The same Scripture supports Obama’s policies. It’s ridiculous and self-serving for those in power to quote this Scripture.
The context of Romans 13 does not support this use. Paul evidently wrote it to a small group of Christians living in the capital of the Roman Empire in the early years of Nero’s reign. Nero! Notorious in history for tyranny and extravagance,
Nero’s reign is not something to hold up as worthy of allegiance. Surely today we would not conclude from Nero’s reign that God put Nero in power.
By saying in Romans 13 that “those authorities that exist have been instituted by God,” Paul is reflecting an earlier view, found in some teachings, and is evidently trying to help this small Roman Christian community fly under the radar and not incur the persecution of the Empire, which we know would happen before long. The context was survival of a fledgling sect.
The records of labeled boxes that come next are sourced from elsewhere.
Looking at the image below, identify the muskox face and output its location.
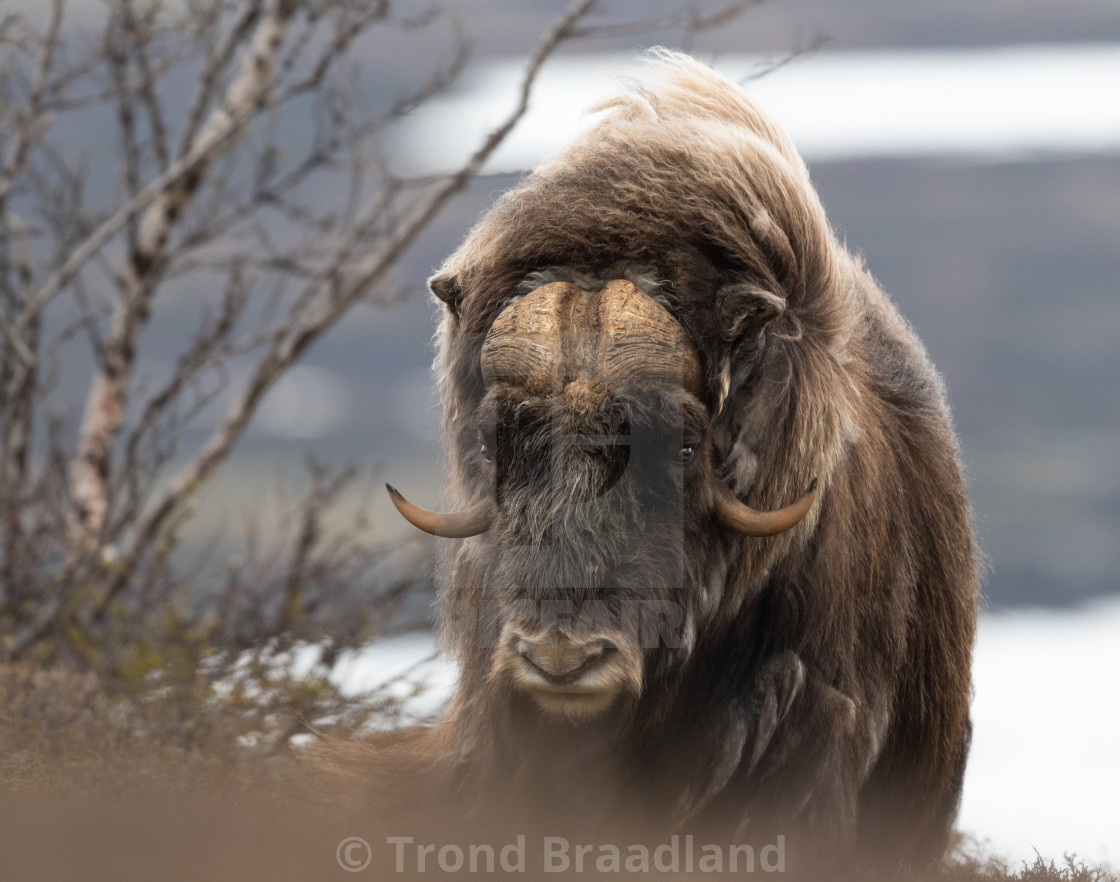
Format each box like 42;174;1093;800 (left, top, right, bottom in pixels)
391;279;812;720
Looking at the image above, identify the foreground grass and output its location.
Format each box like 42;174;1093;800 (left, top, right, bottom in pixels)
0;666;1117;882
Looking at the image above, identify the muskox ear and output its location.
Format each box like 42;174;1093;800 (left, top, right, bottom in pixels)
716;282;785;343
428;272;463;318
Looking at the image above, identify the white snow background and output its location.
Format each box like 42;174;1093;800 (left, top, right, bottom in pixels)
398;43;1120;172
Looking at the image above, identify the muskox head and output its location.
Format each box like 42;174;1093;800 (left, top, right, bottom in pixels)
390;265;813;720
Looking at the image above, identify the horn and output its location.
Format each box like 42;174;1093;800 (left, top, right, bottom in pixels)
716;478;816;536
385;484;491;539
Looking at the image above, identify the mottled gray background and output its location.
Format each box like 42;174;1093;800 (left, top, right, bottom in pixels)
65;0;1120;607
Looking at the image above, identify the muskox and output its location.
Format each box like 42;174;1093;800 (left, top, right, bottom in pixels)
380;53;979;866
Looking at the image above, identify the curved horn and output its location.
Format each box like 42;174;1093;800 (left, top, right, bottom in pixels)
385;484;491;539
716;478;816;536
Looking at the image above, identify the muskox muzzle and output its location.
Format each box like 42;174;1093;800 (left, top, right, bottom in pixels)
385;280;816;538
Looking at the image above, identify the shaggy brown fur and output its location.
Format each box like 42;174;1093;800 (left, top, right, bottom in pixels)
362;53;978;866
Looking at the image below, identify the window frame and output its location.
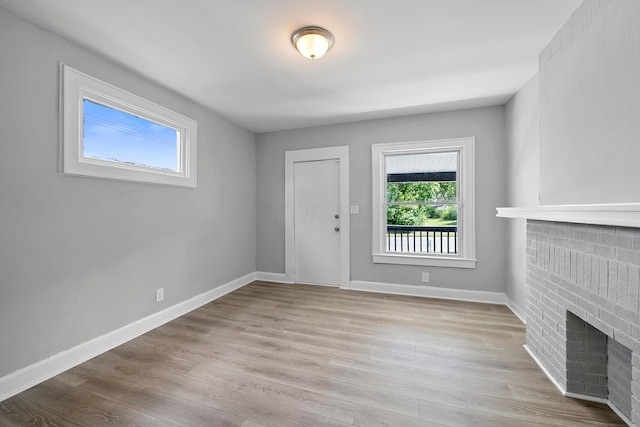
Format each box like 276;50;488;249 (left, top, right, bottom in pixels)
371;137;477;268
60;64;197;188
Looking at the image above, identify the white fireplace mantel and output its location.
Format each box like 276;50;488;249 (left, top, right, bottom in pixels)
496;203;640;228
That is not the context now. The powerful do not have the right to quote this Scripture to justify their own actions, as if God gives them a blank check. Are they following the greatest commandments: to love God and love your neighbor as yourself?
Are they doing what Jesus would do or what Nero would do? Is there any cognizance of the great judgment in Matthew 25, where Jesus returns and the final exam is: “I was hungry and you fed me (or not)…I was a stranger and you welcomed me (or not)…”
The prophet Jeremiah spoke to a context more like this one. In the seventh chapter, he has these words: “How can you say, ‘We are wise, for we have the law of the Lord,’ when actually the lying pen of the scribes has handled it falsely? … Are they ashamed of their detestable conduct? No, they have no shame at all; they do not even know how to blush.”